What I love most about these recent days are the sunrises. In general, these Texas skies have been breathtaking at all times of the day. But, the sunrises, oh my, stop me in my tired and frantic tracks. They are the calm on our busy mornings as we work to rush out the door. Noticing the sunrise quietens my distracted mind, allows me a minute to focus on my breath, to savor the soft pale hues penetrating through the dark and bare limbs of the trees that stand tall along the field across the street. Witnessing the pale pinks, grays, and blues transcend into the horizon, against these bare and naked trees, is my moment ~ my moment to let go of the worries from the day before and of the day to come, to let them go ever so briefly, and to breathe in this short moment of natural beauty. Every day is a new day. Another gift.
Yesterday, Bea and I took a walk to the river. Empty handed. No phone, no wallet, no camera. It was a crisp, breezy January day. The pewter colored trees stood in bright contrast to the perfect blue sky. It felt more like the first of spring days than the middle of winter with the clover and dandelion thick and green at our feet. We held hands along the pathway. She and I. Then she would run ahead of me, getting off the path and into the green grass to admire little purple flowers. Every several strides, she would quickly stop at the sight a single, perfect dandelion. There she would squat, kneel down, and admire these delicate first flowers. And as you can imagine, a few were picked: for myself and daddy, her school friends Jane and Lucy, her Granny, and her Nana and Papa. All of her loves. She looked so little and innocent with the wind blowing through her hair, surrounded by the emerald, damp grasses. I hoped for a second to always remember her this way: with her exuberant joy and happiness at the sight of a dandelion - a dandelion. She was every bit a small precious child in total wonder with the world and so entirely in the moment.
Then we walked some more. We noticed our shadows following right along side of us - mine was tall and hers was short. She and I. She would run a bit to see if her shadow would chase her and she giggled when she realized that it was.
She discovered a low spot in the grass which had some standing water from the rains that came earlier in the week. She pitched a pepple into the small pond. If I would've let her, she would've splashed and splashed, submerging her feet and ankles into the pond, and squooshing her toes into the mud. This time, I had to stop her because it was cold and she wasn't wearing boots.

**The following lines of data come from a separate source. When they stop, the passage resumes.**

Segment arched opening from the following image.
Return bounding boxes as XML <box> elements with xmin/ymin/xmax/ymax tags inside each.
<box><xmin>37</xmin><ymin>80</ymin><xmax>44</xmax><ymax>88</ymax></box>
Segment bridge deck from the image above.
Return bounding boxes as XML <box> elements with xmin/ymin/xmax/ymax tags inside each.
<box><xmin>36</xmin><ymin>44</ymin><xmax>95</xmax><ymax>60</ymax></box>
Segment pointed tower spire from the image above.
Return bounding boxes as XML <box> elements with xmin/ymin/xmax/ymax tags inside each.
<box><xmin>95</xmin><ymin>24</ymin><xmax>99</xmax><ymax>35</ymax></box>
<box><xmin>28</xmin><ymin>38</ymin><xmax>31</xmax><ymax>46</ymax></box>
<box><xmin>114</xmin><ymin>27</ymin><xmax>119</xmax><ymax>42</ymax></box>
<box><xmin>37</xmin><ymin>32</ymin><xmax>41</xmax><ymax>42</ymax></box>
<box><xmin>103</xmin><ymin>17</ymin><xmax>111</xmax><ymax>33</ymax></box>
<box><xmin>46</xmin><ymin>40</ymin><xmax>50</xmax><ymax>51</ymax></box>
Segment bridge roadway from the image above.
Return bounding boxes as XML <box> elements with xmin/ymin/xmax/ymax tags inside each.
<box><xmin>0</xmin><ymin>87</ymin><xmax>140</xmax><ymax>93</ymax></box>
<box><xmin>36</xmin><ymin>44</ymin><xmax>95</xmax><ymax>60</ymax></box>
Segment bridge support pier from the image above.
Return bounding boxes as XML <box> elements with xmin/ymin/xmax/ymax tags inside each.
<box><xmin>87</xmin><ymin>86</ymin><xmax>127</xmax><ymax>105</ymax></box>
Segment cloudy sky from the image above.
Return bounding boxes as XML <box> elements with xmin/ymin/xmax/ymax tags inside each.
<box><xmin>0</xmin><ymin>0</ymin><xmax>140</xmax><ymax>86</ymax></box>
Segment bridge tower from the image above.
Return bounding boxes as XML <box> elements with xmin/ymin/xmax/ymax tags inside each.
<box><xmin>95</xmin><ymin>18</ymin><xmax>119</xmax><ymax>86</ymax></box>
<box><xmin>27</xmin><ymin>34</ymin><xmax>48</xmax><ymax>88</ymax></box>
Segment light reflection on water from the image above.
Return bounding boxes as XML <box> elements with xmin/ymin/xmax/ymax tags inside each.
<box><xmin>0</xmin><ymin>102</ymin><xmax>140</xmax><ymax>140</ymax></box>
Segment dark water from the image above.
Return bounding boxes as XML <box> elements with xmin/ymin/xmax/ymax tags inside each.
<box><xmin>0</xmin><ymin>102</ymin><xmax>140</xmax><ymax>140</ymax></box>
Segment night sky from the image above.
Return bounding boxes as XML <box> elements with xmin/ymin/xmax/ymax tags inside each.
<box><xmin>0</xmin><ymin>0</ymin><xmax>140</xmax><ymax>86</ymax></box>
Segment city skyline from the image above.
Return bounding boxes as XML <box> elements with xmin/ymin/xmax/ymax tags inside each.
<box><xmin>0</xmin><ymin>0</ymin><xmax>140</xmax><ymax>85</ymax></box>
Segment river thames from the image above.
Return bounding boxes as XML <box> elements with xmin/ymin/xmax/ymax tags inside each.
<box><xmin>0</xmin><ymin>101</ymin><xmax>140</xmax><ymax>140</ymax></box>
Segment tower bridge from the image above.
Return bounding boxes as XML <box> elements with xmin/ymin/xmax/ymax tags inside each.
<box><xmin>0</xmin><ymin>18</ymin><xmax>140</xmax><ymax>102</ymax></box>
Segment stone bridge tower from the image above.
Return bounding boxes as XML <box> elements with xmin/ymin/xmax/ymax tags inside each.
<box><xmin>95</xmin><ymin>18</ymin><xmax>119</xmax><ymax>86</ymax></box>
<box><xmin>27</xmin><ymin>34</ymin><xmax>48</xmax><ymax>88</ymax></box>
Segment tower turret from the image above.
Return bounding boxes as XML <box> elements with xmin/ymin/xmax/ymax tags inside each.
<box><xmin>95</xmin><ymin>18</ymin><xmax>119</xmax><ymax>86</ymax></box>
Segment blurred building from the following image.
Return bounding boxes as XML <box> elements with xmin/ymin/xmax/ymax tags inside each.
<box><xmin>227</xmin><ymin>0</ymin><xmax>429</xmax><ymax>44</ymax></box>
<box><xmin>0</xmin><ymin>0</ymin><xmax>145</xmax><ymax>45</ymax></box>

We continued to walk until we reached the bark park. We met a few sweet dogs and their owners. We got to talking about homeschooling, home day care settings, the local elementary school, and an old neighborhood cemetary which I didn't know existed but I am now looking forward to exploring. Bea didn't want to leave. She could've played with the pups all day. After a little convincing, we were on our way to the river.
A five minute walk can turn into an hour's walk with a preschooler in tow.
The river was flowing and glistening with the light of the sun reflecting into it. The ducks and geese were out and about, swimming about this way and that. We crossed the foot bridge over the river and made our way to a little stone penisula that juts out into the water. We tossed rocks and sat mostly quiet. We noticed birds swooping and some singing. We listened to the Sycamore leaves blow in the breeze.
It was a sweet morning. Quite nice to just "be" with her ~ with nothing in particular to do but to toss some pepples into the river and to stand in amazement of dandelions. I like that. It's my kind of adventure.